Data residency and EU cloud sovereignty¶
This page describes data-residency and cloud-sovereignty properties of Weblate services operated by Weblate s.r.o., including Hosted Weblate and Weblate Cloud. It does not describe arbitrary self-hosted Weblate deployments, where the deploying organization controls hosting, backups, integrations, legal basis, and retention.
Weblate-operated services are designed for European data residency and customer control. The service operator is Weblate s.r.o., a company established in the European Union, and the primary hosting infrastructure is provided by Hetzner Online GmbH and Hetzner Finland Oy.
数据在何处¶
客户数据,包括翻译、用户信息、运营数据和备份在欧盟内存储并处理。
主服务地点在德国。
除非客户明确要求或配置,例如启用欧盟以外的外部备份、存储库托管、身份认证、电子邮件、分析、错误报告或机器翻译集成,否则没有运营数据会离开欧盟。
Infrastructure provider¶
Weblate-operated services use Hetzner infrastructure. Hetzner Online GmbH and Hetzner Finland Oy are certified according to DIN ISO/IEC 27001:2022 for an information security management system covering infrastructure, operation, and customer support for their data center parks in Nuremberg, Falkenstein, and Helsinki.

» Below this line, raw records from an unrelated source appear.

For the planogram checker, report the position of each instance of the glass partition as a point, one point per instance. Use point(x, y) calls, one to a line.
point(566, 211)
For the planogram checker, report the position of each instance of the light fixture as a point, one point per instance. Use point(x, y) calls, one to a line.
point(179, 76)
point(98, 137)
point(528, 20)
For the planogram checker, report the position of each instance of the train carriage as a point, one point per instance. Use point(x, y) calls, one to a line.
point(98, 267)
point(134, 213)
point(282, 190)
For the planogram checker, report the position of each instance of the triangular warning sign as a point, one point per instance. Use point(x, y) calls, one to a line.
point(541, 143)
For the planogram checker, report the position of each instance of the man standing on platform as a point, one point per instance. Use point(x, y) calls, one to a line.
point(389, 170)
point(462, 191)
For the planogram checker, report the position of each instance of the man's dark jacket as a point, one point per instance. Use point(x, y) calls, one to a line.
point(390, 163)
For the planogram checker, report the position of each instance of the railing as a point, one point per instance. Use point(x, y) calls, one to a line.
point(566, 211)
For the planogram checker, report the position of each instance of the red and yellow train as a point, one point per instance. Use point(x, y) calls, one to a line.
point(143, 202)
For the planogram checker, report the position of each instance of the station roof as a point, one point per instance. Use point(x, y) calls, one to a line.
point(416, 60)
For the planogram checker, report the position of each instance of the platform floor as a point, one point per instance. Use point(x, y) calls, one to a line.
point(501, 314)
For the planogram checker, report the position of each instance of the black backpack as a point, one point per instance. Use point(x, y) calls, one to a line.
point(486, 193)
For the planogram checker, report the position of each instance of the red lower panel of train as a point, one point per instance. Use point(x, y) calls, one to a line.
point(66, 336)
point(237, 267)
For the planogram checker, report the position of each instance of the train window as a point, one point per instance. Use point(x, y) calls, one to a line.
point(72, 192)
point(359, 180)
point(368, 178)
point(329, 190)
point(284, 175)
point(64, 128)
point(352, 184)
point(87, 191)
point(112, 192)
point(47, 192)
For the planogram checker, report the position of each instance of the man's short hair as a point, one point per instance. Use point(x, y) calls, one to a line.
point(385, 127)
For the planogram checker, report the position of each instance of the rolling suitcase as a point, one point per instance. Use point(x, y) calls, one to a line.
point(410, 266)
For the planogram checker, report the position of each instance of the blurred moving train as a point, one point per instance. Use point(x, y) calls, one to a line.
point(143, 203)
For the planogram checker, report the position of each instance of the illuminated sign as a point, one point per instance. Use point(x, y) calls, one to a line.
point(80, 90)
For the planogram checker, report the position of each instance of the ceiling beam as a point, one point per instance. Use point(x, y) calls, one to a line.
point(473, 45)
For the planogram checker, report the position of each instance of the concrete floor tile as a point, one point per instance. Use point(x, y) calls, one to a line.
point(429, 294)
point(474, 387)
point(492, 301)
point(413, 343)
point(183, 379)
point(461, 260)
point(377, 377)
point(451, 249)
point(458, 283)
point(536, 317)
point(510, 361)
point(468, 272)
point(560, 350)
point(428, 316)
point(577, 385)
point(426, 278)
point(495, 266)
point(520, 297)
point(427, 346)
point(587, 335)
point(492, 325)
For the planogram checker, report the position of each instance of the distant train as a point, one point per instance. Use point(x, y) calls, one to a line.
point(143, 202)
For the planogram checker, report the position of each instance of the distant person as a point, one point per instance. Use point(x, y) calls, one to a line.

Hetzner states that its data centers use electricity from renewable sources. Its German data centers use hydropower, and its Finnish data center park has used hydropower since opening.
EU cloud sovereignty¶
Weblate-operated services are intended to support common European cloud sovereignty requirements:
Data sovereignty: Weblate stores and processes customer data in the EU.
Operational sovereignty: Weblate s.r.o. operates the application service from within the EU using EU infrastructure providers.
Legal sovereignty: The service is provided by an EU company and uses EU hosting infrastructure. This reduces exposure to non-EU cloud operators, but does not remove every possible cross-border legal or integration dependency.
Technical sovereignty: Weblate is libre software and can be self-hosted, migrated, or run as a dedicated deployment when an organization needs stronger isolation or deployment-specific controls.
客户控制权: 项目、翻译和用户数据均可导出或删除。外部集成非必需可配置。
The operational controls around security incidents and service continuity are documented in Weblate 事件响应计划 and 灾难恢复计划.
Cloud Sovereignty Framework¶
The EU Cloud Sovereignty Framework and similar procurement frameworks are often described using Sovereignty Effectiveness Assurance Levels (SEAL). Weblate's target direction for operated services is alignment with the expectations of SEAL-4 / Full Digital Sovereignty, especially EU locality, EU operation, data portability, open-source software, and customer control.
Weblate does not currently claim formal SEAL-4 certification, third-party attestation, or equivalent public-sector framework approval. Such a claim would depend on a formal assessment route and on provider-level evidence from subprocessors such as Hetzner.
For procurement reviews, the current evidence points are:
Weblate s.r.o. is the EU service operator.
Weblate 所运营服务的客户数据在欧盟托管和处理。
The application is libre software and can be independently deployed.
客户项目和译文均可导出。
外部集成非必需且可配置。
Hetzner publishes ISO/IEC 27001:2022 certification for the relevant data center parks.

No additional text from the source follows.